Our students need to be afforded  the opportunities to allow these social co-creations and representations to enrich their lives and creativity.

DOVE TAILED IDEAS
One of the things I enjoyed most about TED was the way the ideas of the speakers dove tailed and brought a tacit validation to the concepts presented earlier. Lessig’s piece underscored both Henry Jenkins who talked about participatory culture and David Wiley’s talk on Open Education.

David defines open ed- “Teaching materials freely shared with permissions to engage in the 4R activities.” (Reuse, Redistribute, Remix, Redefine). He likens educators who will not give open access to content they create to bees. They sting once and then die without the ability to recreate and extend what they have created through selfless sharing.
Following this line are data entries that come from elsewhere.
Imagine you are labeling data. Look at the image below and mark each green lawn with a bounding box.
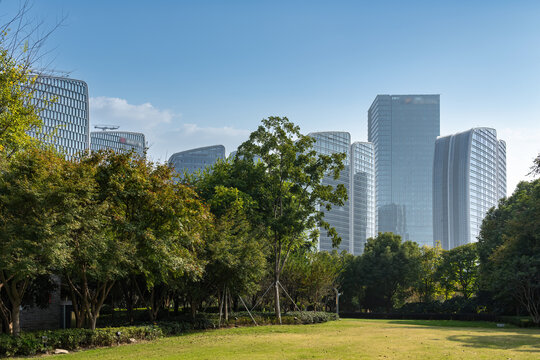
[30,319,540,359]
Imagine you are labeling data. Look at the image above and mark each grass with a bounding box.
[26,319,540,359]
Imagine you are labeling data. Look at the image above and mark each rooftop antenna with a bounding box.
[94,125,120,131]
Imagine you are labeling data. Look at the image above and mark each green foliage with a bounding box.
[0,148,67,335]
[435,243,478,300]
[528,153,540,176]
[478,178,540,324]
[281,250,344,310]
[0,324,171,357]
[413,244,443,303]
[237,116,347,321]
[356,233,422,311]
[0,43,42,155]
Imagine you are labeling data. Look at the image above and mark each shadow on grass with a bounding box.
[447,334,540,352]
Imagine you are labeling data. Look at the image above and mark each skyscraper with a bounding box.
[351,141,376,254]
[168,145,225,176]
[309,132,352,253]
[308,132,375,255]
[433,128,506,250]
[90,131,146,157]
[368,94,440,246]
[29,75,90,157]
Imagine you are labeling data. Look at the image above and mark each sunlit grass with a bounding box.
[27,319,540,359]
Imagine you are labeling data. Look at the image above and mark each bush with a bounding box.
[0,324,175,357]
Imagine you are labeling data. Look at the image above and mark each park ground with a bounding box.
[26,319,540,359]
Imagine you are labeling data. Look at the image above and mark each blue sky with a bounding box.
[2,0,539,193]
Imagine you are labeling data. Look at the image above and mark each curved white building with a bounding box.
[433,127,506,249]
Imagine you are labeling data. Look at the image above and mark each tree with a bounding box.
[281,250,344,311]
[0,43,42,155]
[57,153,128,330]
[414,244,443,303]
[359,233,421,312]
[478,178,540,324]
[204,186,267,320]
[338,253,363,311]
[529,153,540,177]
[92,151,208,323]
[0,0,65,156]
[0,148,67,335]
[436,244,478,300]
[237,116,347,323]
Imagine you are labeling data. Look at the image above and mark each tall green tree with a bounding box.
[57,154,128,330]
[478,178,540,324]
[93,151,208,322]
[436,243,478,300]
[414,244,443,303]
[0,148,66,335]
[237,116,347,323]
[360,233,421,312]
[205,186,266,319]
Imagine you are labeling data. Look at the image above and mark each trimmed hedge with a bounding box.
[0,324,176,357]
[0,311,337,357]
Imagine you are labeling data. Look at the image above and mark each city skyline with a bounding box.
[3,0,538,195]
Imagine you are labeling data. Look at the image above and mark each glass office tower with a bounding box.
[433,128,506,250]
[351,142,376,254]
[28,75,90,157]
[368,94,440,246]
[310,132,352,253]
[168,145,226,176]
[91,131,146,157]
[309,132,375,255]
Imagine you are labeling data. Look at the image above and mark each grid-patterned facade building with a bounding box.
[29,75,90,157]
[309,132,375,255]
[433,128,506,250]
[168,145,226,176]
[90,131,146,157]
[368,94,440,246]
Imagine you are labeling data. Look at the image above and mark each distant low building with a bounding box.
[433,127,506,249]
[168,145,225,176]
[90,131,146,157]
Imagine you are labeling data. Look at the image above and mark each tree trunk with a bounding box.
[0,299,11,334]
[274,280,282,325]
[224,287,229,321]
[11,303,20,336]
[190,298,197,319]
[174,297,179,316]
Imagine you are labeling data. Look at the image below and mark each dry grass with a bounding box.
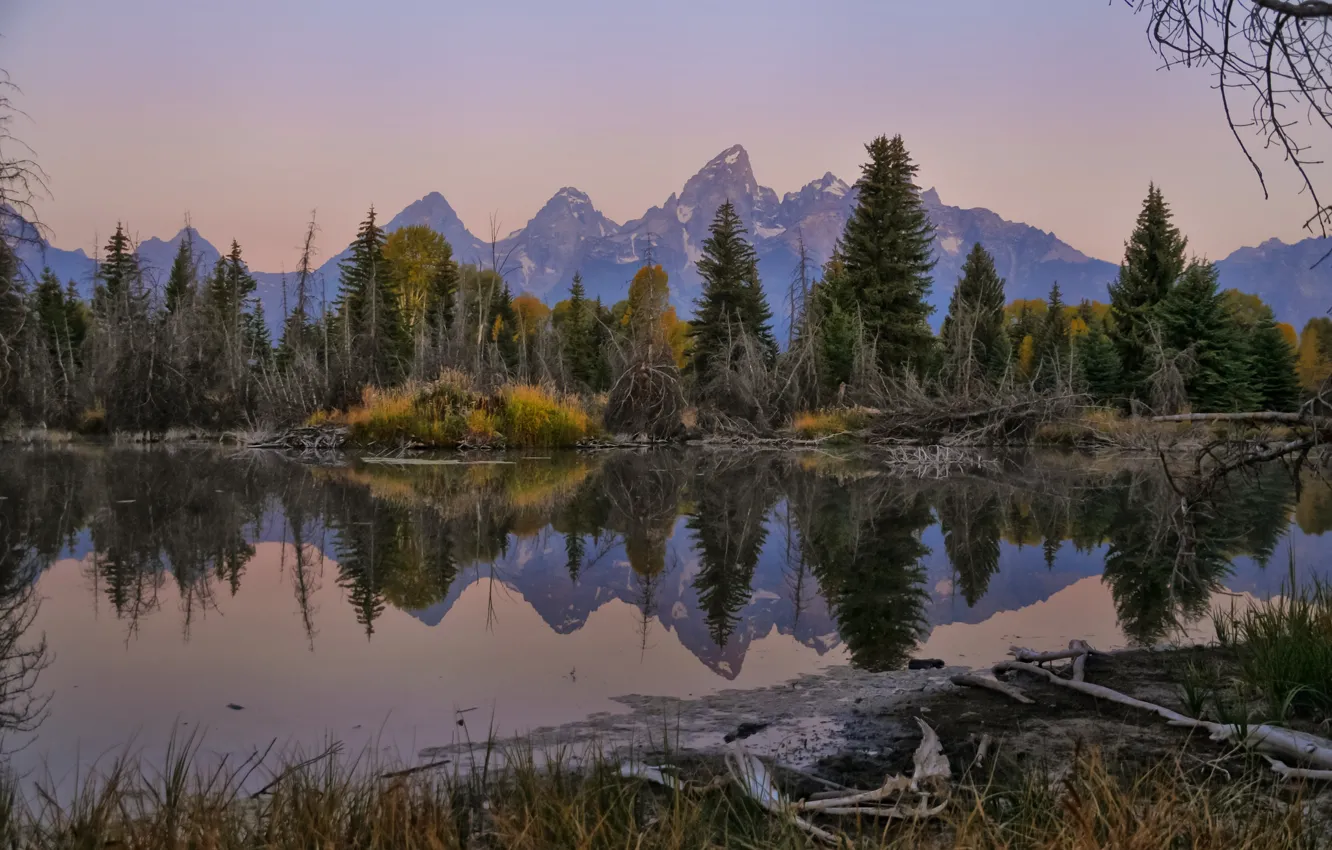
[9,730,1317,850]
[790,407,874,440]
[311,373,596,449]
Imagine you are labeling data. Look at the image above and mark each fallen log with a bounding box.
[1009,645,1094,664]
[995,659,1332,770]
[950,672,1034,705]
[1149,412,1316,425]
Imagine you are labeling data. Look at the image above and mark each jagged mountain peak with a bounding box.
[921,187,942,207]
[551,186,591,204]
[703,144,749,170]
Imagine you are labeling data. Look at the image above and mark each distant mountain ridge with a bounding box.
[17,144,1332,336]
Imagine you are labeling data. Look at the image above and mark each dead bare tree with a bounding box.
[1134,1,1332,252]
[0,69,50,271]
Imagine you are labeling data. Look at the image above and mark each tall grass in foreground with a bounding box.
[0,735,1315,849]
[1214,559,1332,720]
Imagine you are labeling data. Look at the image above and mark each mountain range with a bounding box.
[17,144,1332,338]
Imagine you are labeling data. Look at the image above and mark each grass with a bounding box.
[1213,561,1332,721]
[312,372,597,449]
[790,407,874,440]
[1,730,1317,849]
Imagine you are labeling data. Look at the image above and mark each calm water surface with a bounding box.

MISUSE OF CREATIVE COMMONS LICENSE

One story Lessig told particularly caught my interest was the one about Disney. If you watched the clip you will remember that Walt was the expert at remixing popular culture pieces into children movies with the same theme, but after he died his predecessor made sure that “No one could do to Disney what Disney did to the Brothers Grimm.” I fear one particular danger with CC will be folks who try and abuse the license by taking a license like Creative Commons Attribution-Noncommercial-Share Alike 3.0 License and getting the part about how they can use the content and remix but ignoring the piece where they also have to give the same right to remix to their remixed product.
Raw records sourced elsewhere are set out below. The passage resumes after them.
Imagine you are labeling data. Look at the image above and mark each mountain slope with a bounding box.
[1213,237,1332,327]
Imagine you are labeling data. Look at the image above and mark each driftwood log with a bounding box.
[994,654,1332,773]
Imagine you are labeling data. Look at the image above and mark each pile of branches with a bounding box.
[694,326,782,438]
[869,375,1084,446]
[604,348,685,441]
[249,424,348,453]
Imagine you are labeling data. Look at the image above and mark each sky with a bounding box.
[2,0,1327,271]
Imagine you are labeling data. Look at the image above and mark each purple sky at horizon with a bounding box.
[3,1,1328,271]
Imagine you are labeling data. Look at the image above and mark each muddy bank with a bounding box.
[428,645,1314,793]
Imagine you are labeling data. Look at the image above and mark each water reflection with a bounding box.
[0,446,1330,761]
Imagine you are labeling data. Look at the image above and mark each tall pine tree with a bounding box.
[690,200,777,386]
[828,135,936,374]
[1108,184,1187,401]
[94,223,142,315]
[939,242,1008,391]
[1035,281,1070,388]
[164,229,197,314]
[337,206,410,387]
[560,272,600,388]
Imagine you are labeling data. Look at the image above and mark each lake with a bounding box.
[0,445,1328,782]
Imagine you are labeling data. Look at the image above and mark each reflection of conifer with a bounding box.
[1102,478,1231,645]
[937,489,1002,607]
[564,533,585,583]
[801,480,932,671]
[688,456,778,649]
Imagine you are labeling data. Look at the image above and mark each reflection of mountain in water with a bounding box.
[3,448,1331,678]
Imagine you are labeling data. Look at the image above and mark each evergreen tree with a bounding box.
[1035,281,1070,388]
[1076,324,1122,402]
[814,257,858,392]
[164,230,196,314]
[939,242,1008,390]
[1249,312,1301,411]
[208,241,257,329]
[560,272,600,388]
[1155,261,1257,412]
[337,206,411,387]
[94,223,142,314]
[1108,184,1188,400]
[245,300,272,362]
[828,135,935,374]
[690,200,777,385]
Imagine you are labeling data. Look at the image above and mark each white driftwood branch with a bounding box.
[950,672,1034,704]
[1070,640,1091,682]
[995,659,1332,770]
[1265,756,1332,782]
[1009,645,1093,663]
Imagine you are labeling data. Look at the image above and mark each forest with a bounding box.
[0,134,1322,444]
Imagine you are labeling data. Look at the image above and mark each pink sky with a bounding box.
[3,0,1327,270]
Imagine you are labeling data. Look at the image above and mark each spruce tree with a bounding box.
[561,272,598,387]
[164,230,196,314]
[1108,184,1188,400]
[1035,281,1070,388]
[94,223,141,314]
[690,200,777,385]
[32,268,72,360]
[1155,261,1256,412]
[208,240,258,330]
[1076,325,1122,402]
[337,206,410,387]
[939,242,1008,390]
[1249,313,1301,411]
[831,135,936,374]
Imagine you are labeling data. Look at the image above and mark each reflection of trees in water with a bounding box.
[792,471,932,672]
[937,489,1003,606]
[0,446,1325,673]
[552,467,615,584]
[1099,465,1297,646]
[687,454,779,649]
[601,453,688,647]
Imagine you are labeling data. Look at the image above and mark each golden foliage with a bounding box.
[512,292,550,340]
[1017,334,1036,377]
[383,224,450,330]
Share Alike — If you alter, transform, or build upon this work, you may distribute the resulting work only under the same or similar license to this one.

I have had this happen to a product I created where a large organization decided to take advantage of the CC license I used and copied what I was doing to the letter, (not much building upon) without changing anything.
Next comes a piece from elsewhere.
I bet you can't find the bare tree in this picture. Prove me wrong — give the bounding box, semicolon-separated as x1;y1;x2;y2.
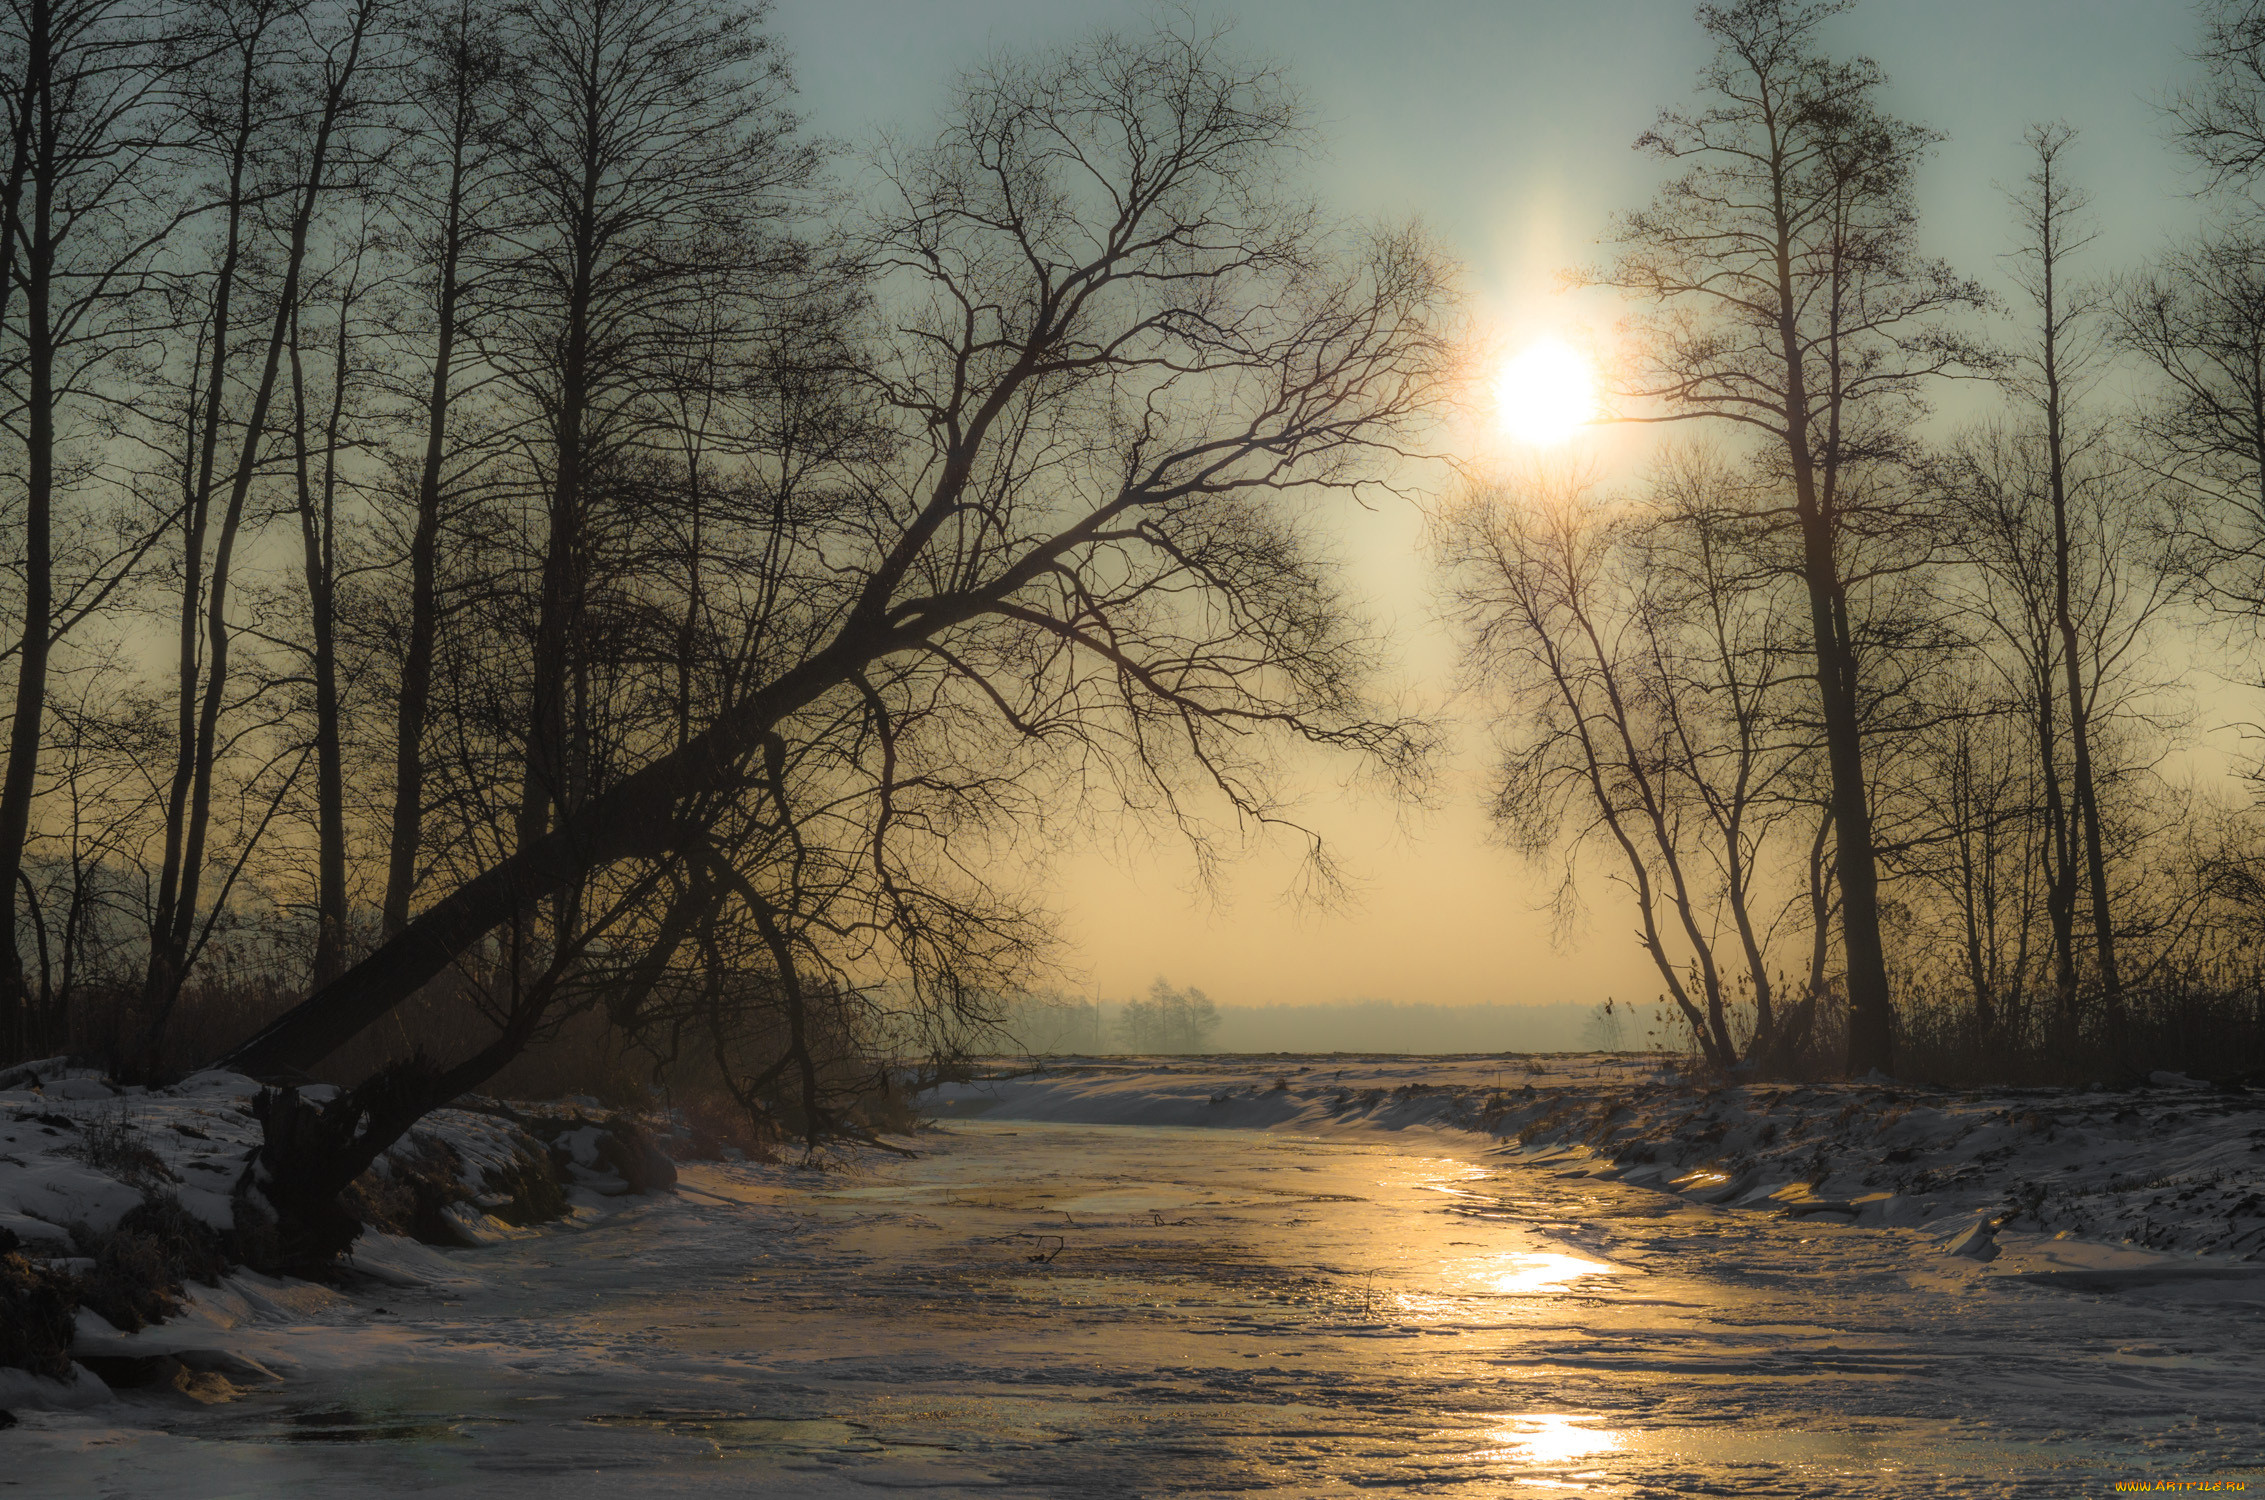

Two things they did bothered me greatly.

1) They charged for their version of my model, even though the license allows for noncommercial uses only. (They didn’t even change the price)

2) They immediately slapped an “all rights reserved” license on what they had borrowed from me.

I believe that we will begin to see litigation over issues like this more and more as the participatory culture begins to license their intellectual work in ways that allow for creative reuse.